In very rare cases, herpes simplex virus can cause encephalitis.
Children with a weakened immune system because of illness or medication have an increased risk of getting herpes simplex mouth infection and encephalitis. Babies younger than 3 months old are also at increased risk.
Medical help: when to get it for children with herpes simplex mouth infection
You should take your child to your GP if your child:
- doesn’t get better after a few days.
- refuses food and liquids
- is generally unwell.
You should take your child to your nearest hospital emergency department straight away if your child is showing signs of:
- dehydration – isn’t passing urine, looks pale and thin, has sunken eyes, cold hands and cold feet, is drowsy or is very cranky
- encephalitis – is confused, drowsy, has a seizure or is behaving in a concerning way.
You know your child best. If your child seems unwell, trust your instincts and seek medical attention.
Treatment for herpes simplex mouth infection
You can also ask your GP or pharmacist about numbing gels or mouth washes that can help relieve pain.
You should encourage your child to drink fluids, even tiny amounts at a time. One option is oral rehydration solution like Gastrolyte or Hydralyte, which you can get as liquid, powder or icy poles from your pharmacy.

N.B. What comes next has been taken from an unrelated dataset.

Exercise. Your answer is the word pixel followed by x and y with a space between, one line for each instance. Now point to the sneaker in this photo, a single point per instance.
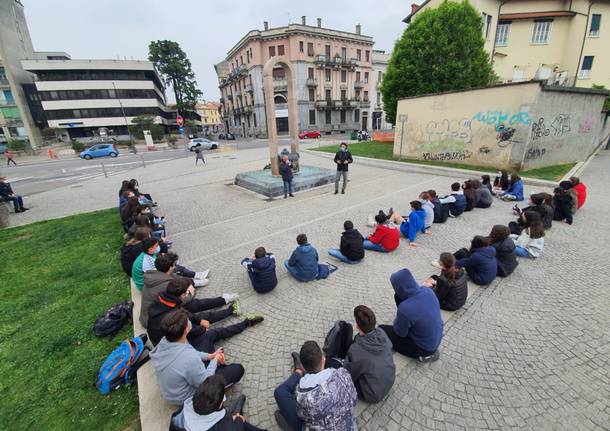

If your child is used to a bottle, it might be easier to feed them using a cup and spoon until the infection improves. If your child is refusing food, try offering them very soft foods.
If the infection is severe or your child is at risk of a severe infection, your doctor might suggest an anti-viral medicine.
Don’t give aspirin to children under 12 years unless it’s prescribed by a doctor. Aspirin can make your child susceptible to Reye’s syndrome, a rare but potentially deadly illness. If you’re giving your child any over-the-counter medicines, check with your pharmacist or doctor to make sure these have no aspirin.
Prevention of herpes simplex mouth infection
If someone in your family has a herpes simplex mouth infection or cold sores, other family members should avoid direct contact like close hugging or kissing. Also avoid sharing utensils, glasses or bath towels.